Search code examples
scalamemory-managementmemory-leaksprofiler

Dot product in Scala without heap allocation


I have a Scala project with some intensive arithmetics, and it sometimes allocates Floats faster than the GC can clean them up. (This is not about memory leaks caused by retained references, just fast memory consumption for temporary values.) I try to use Arrays with primitive types, and reuse them when I can, but still some new allocations sneak in.

One piece that puzzles me, for instance:

import org.specs2.mutable.Specification

class CalcTest extends Specification {

  def dot(a: Array[Float], b: Array[Float]): Float = {
    require(a.length == b.length, "array size mismatch")
    val n = a.length
    var sum: Float = 0f
    var i = 0
    while (i < n) {
      sum += a(i) * b(i)
      i += 1
    }
    sum
  }

  val vector = Array.tabulate(1000)(_.toFloat)

  "calculation" should {
    "use memory sparingly" >> {
      val before = Runtime.getRuntime().freeMemory()

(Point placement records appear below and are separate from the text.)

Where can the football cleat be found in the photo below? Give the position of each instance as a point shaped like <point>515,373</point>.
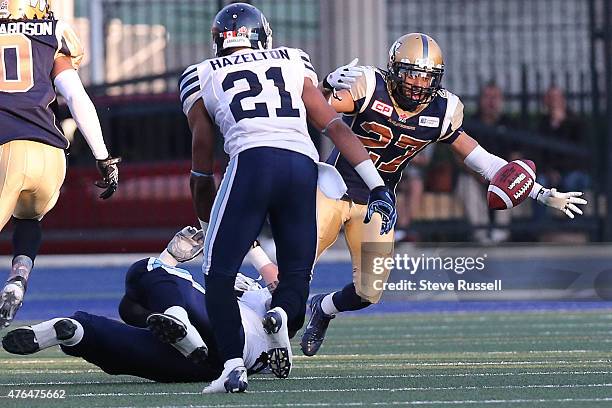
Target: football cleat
<point>166,328</point>
<point>314,334</point>
<point>170,330</point>
<point>11,300</point>
<point>235,380</point>
<point>25,340</point>
<point>280,355</point>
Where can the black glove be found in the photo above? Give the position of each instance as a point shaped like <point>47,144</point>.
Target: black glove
<point>382,201</point>
<point>110,176</point>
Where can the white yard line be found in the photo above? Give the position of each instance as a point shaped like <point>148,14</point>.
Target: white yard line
<point>336,377</point>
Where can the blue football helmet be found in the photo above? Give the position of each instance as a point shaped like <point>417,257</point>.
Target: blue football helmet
<point>240,25</point>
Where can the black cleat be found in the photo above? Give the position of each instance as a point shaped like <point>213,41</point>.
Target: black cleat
<point>279,361</point>
<point>23,340</point>
<point>280,356</point>
<point>314,334</point>
<point>170,330</point>
<point>166,328</point>
<point>236,380</point>
<point>20,341</point>
<point>199,355</point>
<point>64,329</point>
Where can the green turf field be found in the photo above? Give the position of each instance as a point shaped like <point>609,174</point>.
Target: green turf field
<point>548,359</point>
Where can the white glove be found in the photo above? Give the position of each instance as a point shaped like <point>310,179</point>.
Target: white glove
<point>565,202</point>
<point>186,244</point>
<point>244,283</point>
<point>343,77</point>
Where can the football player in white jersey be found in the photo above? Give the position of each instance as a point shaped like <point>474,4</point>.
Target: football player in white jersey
<point>396,113</point>
<point>162,310</point>
<point>261,97</point>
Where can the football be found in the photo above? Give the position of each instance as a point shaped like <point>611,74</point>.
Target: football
<point>511,185</point>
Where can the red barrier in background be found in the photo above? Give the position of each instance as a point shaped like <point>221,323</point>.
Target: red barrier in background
<point>153,201</point>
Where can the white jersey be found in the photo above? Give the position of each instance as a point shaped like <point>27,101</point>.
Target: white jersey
<point>255,97</point>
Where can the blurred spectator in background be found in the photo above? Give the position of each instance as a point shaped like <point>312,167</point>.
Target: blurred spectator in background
<point>485,126</point>
<point>410,193</point>
<point>563,125</point>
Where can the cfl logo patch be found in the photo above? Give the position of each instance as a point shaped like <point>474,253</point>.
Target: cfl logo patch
<point>383,108</point>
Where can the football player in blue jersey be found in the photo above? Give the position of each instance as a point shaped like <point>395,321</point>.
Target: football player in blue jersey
<point>261,98</point>
<point>39,59</point>
<point>166,334</point>
<point>396,113</point>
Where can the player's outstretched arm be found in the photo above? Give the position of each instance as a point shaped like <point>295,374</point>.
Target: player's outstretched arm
<point>69,85</point>
<point>326,120</point>
<point>337,84</point>
<point>202,182</point>
<point>487,164</point>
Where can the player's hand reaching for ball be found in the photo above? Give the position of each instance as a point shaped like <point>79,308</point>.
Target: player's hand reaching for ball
<point>343,77</point>
<point>565,202</point>
<point>382,202</point>
<point>110,176</point>
<point>186,244</point>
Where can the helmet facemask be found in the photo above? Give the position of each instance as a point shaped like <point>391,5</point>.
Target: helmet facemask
<point>412,85</point>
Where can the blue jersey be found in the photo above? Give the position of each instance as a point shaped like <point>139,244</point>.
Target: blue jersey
<point>28,50</point>
<point>391,135</point>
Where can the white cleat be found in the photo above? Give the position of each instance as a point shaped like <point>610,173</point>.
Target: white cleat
<point>11,300</point>
<point>234,380</point>
<point>279,353</point>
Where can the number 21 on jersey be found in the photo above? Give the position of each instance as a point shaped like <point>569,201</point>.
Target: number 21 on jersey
<point>261,93</point>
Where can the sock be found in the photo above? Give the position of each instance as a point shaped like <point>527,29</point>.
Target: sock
<point>257,300</point>
<point>22,266</point>
<point>233,363</point>
<point>224,315</point>
<point>348,299</point>
<point>46,336</point>
<point>328,304</point>
<point>192,340</point>
<point>27,236</point>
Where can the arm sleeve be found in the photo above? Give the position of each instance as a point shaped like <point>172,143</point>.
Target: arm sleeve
<point>68,44</point>
<point>69,85</point>
<point>453,119</point>
<point>189,88</point>
<point>484,163</point>
<point>309,71</point>
<point>363,89</point>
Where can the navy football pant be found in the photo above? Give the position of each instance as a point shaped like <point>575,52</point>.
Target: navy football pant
<point>118,348</point>
<point>258,183</point>
<point>150,288</point>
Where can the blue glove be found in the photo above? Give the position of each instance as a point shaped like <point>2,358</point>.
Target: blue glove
<point>382,201</point>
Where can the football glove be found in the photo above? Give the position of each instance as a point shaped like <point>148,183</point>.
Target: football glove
<point>186,244</point>
<point>382,201</point>
<point>110,176</point>
<point>245,283</point>
<point>343,77</point>
<point>565,202</point>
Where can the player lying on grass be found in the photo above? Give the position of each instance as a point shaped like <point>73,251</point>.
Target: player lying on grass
<point>166,335</point>
<point>396,114</point>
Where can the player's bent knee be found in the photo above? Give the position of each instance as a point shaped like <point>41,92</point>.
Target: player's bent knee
<point>371,297</point>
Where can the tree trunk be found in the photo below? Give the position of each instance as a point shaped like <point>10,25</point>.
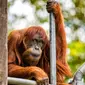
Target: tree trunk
<point>3,42</point>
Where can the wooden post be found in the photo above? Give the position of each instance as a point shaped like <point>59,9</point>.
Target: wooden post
<point>3,42</point>
<point>53,68</point>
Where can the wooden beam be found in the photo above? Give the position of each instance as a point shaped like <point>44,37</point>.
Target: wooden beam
<point>3,42</point>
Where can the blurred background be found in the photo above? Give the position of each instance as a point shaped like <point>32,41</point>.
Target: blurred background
<point>24,13</point>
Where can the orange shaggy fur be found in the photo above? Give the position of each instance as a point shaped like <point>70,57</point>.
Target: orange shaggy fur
<point>16,67</point>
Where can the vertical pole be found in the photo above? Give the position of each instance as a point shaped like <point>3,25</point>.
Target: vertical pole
<point>3,42</point>
<point>53,68</point>
<point>52,50</point>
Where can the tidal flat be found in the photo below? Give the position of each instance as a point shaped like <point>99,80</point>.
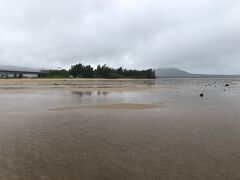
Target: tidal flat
<point>71,129</point>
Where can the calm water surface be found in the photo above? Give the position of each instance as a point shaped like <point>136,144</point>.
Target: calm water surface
<point>189,137</point>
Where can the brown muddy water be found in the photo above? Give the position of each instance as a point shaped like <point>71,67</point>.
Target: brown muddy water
<point>119,129</point>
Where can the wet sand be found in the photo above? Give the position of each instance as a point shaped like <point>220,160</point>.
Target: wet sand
<point>122,129</point>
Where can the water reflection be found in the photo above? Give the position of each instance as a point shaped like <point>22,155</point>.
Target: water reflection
<point>89,93</point>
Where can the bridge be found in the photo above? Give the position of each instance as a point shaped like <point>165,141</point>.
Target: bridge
<point>14,71</point>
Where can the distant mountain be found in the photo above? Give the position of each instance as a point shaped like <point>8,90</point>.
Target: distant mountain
<point>178,73</point>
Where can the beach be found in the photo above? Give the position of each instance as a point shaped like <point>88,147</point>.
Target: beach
<point>93,129</point>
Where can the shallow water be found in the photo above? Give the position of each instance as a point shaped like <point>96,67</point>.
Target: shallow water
<point>157,129</point>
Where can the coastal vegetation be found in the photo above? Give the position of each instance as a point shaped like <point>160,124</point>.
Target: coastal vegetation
<point>102,71</point>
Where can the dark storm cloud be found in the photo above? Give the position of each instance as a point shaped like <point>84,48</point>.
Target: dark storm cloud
<point>202,36</point>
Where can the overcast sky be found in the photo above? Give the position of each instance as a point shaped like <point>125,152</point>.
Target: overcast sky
<point>199,36</point>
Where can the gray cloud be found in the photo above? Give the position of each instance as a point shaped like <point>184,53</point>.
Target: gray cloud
<point>200,36</point>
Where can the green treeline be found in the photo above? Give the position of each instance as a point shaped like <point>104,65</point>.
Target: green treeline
<point>82,71</point>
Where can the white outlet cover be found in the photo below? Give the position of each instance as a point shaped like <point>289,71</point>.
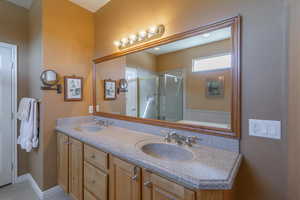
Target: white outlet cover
<point>91,109</point>
<point>265,128</point>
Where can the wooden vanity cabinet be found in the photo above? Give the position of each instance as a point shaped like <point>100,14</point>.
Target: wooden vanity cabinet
<point>124,180</point>
<point>75,169</point>
<point>158,188</point>
<point>87,173</point>
<point>63,161</point>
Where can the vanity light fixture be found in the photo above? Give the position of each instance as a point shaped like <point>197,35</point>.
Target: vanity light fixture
<point>142,36</point>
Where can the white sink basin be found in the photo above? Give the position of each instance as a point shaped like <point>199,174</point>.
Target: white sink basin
<point>167,152</point>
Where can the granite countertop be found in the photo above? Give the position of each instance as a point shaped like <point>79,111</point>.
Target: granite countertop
<point>210,169</point>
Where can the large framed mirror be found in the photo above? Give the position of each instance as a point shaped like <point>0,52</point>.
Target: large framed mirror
<point>189,81</point>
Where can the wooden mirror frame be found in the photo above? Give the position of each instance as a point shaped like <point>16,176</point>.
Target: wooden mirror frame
<point>234,131</point>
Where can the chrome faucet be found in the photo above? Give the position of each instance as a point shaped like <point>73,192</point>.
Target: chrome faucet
<point>104,123</point>
<point>181,139</point>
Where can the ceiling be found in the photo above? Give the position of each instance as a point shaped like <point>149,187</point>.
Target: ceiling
<point>22,3</point>
<point>198,40</point>
<point>91,5</point>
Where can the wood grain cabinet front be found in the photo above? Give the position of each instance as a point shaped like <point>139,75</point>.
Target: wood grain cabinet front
<point>158,188</point>
<point>63,161</point>
<point>75,169</point>
<point>96,157</point>
<point>95,181</point>
<point>124,180</point>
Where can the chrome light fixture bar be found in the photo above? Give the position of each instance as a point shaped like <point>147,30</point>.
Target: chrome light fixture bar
<point>151,33</point>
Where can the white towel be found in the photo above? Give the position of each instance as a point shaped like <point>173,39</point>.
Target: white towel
<point>28,138</point>
<point>24,108</point>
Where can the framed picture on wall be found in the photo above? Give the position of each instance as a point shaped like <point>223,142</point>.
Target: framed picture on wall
<point>110,89</point>
<point>73,88</point>
<point>215,87</point>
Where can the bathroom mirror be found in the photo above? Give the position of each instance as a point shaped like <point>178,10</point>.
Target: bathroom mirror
<point>49,77</point>
<point>188,81</point>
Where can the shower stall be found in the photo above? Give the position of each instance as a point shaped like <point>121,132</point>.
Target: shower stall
<point>154,96</point>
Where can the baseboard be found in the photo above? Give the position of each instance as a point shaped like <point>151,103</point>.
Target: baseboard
<point>43,195</point>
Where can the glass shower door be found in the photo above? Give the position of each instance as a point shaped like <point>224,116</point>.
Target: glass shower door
<point>171,96</point>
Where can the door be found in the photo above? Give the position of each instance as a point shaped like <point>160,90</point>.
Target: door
<point>75,169</point>
<point>6,98</point>
<point>125,180</point>
<point>63,161</point>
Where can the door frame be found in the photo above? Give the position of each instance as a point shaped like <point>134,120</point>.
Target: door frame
<point>14,84</point>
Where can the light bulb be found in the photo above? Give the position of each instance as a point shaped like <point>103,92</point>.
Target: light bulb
<point>153,29</point>
<point>124,41</point>
<point>117,43</point>
<point>132,38</point>
<point>142,34</point>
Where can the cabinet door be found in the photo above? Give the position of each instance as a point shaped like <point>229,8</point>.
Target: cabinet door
<point>63,161</point>
<point>163,189</point>
<point>125,180</point>
<point>75,169</point>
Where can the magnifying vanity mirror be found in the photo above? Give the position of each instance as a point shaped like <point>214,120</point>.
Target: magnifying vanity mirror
<point>50,81</point>
<point>188,81</point>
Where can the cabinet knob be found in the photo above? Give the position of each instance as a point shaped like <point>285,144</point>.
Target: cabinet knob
<point>148,184</point>
<point>135,177</point>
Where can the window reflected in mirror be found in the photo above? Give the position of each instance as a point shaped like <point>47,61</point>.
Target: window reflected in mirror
<point>188,81</point>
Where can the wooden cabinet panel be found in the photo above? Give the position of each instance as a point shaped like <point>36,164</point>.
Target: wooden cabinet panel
<point>63,161</point>
<point>158,188</point>
<point>96,157</point>
<point>75,169</point>
<point>125,180</point>
<point>95,181</point>
<point>88,196</point>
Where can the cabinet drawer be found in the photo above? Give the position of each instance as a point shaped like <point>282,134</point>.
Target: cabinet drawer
<point>88,196</point>
<point>96,157</point>
<point>166,188</point>
<point>95,181</point>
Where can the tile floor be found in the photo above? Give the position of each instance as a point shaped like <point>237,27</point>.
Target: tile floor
<point>23,191</point>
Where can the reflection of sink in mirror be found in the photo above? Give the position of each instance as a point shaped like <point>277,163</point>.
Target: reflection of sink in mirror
<point>188,81</point>
<point>167,152</point>
<point>90,127</point>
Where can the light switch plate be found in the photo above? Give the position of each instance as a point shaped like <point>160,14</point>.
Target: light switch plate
<point>265,128</point>
<point>91,109</point>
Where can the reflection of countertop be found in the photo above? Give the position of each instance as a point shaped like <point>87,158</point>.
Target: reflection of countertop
<point>208,124</point>
<point>211,168</point>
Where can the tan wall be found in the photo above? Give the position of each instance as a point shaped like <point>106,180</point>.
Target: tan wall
<point>35,158</point>
<point>14,30</point>
<point>263,173</point>
<point>68,47</point>
<point>196,82</point>
<point>294,105</point>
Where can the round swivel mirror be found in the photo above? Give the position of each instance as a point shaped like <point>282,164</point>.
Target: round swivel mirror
<point>49,78</point>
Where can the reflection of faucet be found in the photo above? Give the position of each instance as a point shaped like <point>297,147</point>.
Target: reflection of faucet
<point>104,123</point>
<point>181,139</point>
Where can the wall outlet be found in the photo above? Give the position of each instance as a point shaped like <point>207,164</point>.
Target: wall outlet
<point>265,128</point>
<point>91,109</point>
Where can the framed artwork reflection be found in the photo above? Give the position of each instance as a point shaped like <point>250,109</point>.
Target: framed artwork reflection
<point>73,88</point>
<point>110,89</point>
<point>215,87</point>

      for (i <- 0 to 1000000)
        dot(vector, vector)

      val after = Runtime.getRuntime().freeMemory()
      (before - after) must be_<(1000L)  // actual result above 4M
    }
  }
}

I would expect it to compute the dot products using only stack memory, but apparently it allocates about 4 bytes per call on the heap. This may not sound like much, but it adds up quickly in my code.

I was suspecting the sum, but from the bytecode output, looks like it is on the stack:

    aload 1
    arraylength
    istore 3
    fconst_0
    fstore 4
    iconst_0
    istore 5
   l2
    iload 5
    iload 3
    if_icmpge l3
    fload 4
    aload 1
    iload 5
    faload
    aload 2
    iload 5
    faload
    fmul
    fadd
    fstore 4
    iload 5
    iconst_1
    iadd
    istore 5
    _goto l2
   l3
    fload 4
    freturn

Is it the return value that goes on the heap? Is there any way to avoid this overhead entirely? Is there a better way to investigate and solve such memory problems?

From the visualVM output for my project, I only see that i have an awful lot of Floats allocated. It is hard to track there small objects like that, being allocated rapidly. It is more useful for large objects and memory snapshots taken at long intervals.

Update:

I was so focused on the function code, I missed the problem in the test. If I rewrite it with a while loop, it succeeds:

var i = 0
while (i < 1000000) {
  dot(vector, vector)
  i += 1
}

I would still appreciate more ideas for other ways to debug this sort of issues, in addition to tests like this and using visualVM memory snapshots.


Solution

  • Range implementation in

    for (i <- 0 to 1000000)
      dot(vector, vector)
    

    might use some memory, or just be slow enough to let JVM allocate something else in background and break the fragile measurement method used in the test.

    Try to modify these lines into a while loop, for example.

    (The original version of this post said that for() was equivalent to map(), which was wrong. It is equivalent to foreach() here because it does not have a yield clause.)